HPL significantly alleviated depression symptoms in a manner dependent on gut microbiota and restored gut microbial composition by enriching Akkermansia muciniphila (AKK). Metabolomic analysis indicated that HPL regulated tryptophan metabolism, reducing kynurenine (KYN) levels derived from microbiota and increasing 5-hydroxytryptophan (5-HTP) levels. Notably, supplementation with KYN activated the NFκB-NLRP2-Caspase1-IL1β pathway and increased proinflammatory IL1β in the hippocampus of mice with depression. Interestingly, mono-colonization with AKK notably increased 5-hydroxytryptamine (5-HT) and decreased KYN levels, ameliorating depression symptoms through modulation of the NFκB-NLRP2-Caspase1-IL1β pathway.
The promising therapeutic role of HPL in treating depression is primarily attributed to its regulation of the NFκB-NLRP2-Caspase1-IL1β pathway, specifically by targeting AKK and tryptophan metabolites.
肠道微生物群失调显著促进抑郁症的进展。贯叶连翘在欧洲传统上用于治疗抑郁症。然而,其作用机制在很大程度上仍未得到充分探索。

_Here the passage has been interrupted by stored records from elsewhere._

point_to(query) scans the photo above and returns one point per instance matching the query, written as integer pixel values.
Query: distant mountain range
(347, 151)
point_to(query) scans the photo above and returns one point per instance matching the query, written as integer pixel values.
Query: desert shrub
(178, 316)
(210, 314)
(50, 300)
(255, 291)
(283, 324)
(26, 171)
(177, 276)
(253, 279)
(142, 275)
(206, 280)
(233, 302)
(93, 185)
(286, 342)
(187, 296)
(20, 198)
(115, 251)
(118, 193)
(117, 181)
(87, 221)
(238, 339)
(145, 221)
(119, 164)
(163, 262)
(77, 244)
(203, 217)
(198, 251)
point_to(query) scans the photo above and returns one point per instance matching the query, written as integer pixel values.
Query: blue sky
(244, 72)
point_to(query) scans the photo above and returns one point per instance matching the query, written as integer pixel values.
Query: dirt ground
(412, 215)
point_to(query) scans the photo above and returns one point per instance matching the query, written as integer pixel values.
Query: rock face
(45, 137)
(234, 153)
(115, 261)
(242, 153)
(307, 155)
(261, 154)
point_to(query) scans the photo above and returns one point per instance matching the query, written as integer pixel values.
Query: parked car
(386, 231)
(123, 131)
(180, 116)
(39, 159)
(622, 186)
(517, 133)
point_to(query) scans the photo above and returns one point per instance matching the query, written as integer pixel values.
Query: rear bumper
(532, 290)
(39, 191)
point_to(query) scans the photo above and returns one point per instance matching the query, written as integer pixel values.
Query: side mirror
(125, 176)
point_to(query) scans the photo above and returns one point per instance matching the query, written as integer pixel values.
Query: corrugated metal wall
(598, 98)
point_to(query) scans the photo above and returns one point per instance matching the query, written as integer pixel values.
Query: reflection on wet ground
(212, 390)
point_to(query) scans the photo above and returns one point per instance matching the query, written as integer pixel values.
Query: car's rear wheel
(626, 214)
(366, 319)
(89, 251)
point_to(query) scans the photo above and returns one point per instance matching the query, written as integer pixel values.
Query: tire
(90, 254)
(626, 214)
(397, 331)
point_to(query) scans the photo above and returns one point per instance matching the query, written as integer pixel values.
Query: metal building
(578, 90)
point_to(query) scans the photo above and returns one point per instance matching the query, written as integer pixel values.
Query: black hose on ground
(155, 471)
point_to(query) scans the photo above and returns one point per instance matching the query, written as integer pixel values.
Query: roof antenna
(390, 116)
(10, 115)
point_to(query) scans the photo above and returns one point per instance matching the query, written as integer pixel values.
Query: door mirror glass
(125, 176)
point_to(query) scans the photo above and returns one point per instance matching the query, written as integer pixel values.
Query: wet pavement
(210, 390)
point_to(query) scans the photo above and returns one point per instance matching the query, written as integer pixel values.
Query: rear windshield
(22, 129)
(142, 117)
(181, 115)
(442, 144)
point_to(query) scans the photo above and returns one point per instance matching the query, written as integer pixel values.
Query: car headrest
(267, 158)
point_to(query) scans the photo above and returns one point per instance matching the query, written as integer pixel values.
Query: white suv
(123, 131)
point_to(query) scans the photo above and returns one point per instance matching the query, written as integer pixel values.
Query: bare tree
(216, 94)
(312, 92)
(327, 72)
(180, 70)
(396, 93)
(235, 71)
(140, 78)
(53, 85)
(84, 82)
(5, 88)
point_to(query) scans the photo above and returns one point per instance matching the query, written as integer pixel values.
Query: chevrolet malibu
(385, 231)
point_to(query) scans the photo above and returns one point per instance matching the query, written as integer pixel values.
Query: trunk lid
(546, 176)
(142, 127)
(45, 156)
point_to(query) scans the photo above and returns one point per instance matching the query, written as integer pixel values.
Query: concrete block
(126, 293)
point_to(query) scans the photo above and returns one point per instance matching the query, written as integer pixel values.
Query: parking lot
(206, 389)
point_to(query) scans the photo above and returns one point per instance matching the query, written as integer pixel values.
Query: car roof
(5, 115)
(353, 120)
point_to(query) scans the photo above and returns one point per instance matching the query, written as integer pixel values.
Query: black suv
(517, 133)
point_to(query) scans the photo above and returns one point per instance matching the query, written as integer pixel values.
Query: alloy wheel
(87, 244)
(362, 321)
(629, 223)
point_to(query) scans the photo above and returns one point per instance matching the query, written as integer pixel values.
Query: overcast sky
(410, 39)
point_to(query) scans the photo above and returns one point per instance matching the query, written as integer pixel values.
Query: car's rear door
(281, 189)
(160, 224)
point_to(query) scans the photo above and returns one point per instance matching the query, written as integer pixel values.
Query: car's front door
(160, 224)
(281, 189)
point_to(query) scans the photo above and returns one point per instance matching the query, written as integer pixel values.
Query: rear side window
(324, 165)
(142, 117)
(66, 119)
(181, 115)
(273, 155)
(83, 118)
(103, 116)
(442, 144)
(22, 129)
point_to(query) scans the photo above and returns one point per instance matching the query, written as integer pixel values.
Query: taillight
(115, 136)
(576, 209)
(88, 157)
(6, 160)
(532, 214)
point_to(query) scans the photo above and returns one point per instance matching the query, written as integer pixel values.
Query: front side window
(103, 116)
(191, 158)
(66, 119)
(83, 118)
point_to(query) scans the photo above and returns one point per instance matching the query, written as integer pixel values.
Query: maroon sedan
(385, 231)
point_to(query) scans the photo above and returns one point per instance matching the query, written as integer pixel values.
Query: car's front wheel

本研究旨在调查与贯叶连翘抗抑郁作用相关的关键肠道微生物物种和微生物信号代谢物。
采用粪便微生物群移植来评估贯叶连翘是否通过改变肠道微生物群来减轻抑郁症。使用16S rRNA基因测序和代谢组学分析对对照、慢性束缚应激(CRS)诱导的抑郁症以及贯叶连翘治疗的CRS小鼠的微生物群和代谢谱进行检测。通过代谢物和细菌干预实验评估肠道微生物群对贯叶连翘抗抑郁作用的影响。
贯叶连翘以依赖肠道微生物群的方式显著减轻抑郁症状,并通过富集嗜黏蛋白阿克曼氏菌(AKK)恢复肠道微生物组成。代谢组学分析表明,贯叶连翘调节色氨酸代谢,降低源自微生物群的犬尿氨酸(KYN)水平并提高5-羟色氨酸(5-HTP)水平。值得注意的是,补充KYN激活了NFκB-NLRP2-Caspase1-IL1β通路,并增加了抑郁症小鼠海马中促炎细胞因子IL1β的水平。有趣的是,单一定植AKK显著增加了5-羟色胺(5-HT)并降低了KYN水平,通过调节NFκB-NLRP2-Caspase1-IL1β通路改善了抑郁症状。
贯叶连翘在治疗抑郁症方面具有前景的治疗作用主要归因于其对NFκB-NLRP2-Caspase1-IL1β通路的调节,特别是通过靶向AKK和色氨酸代谢物。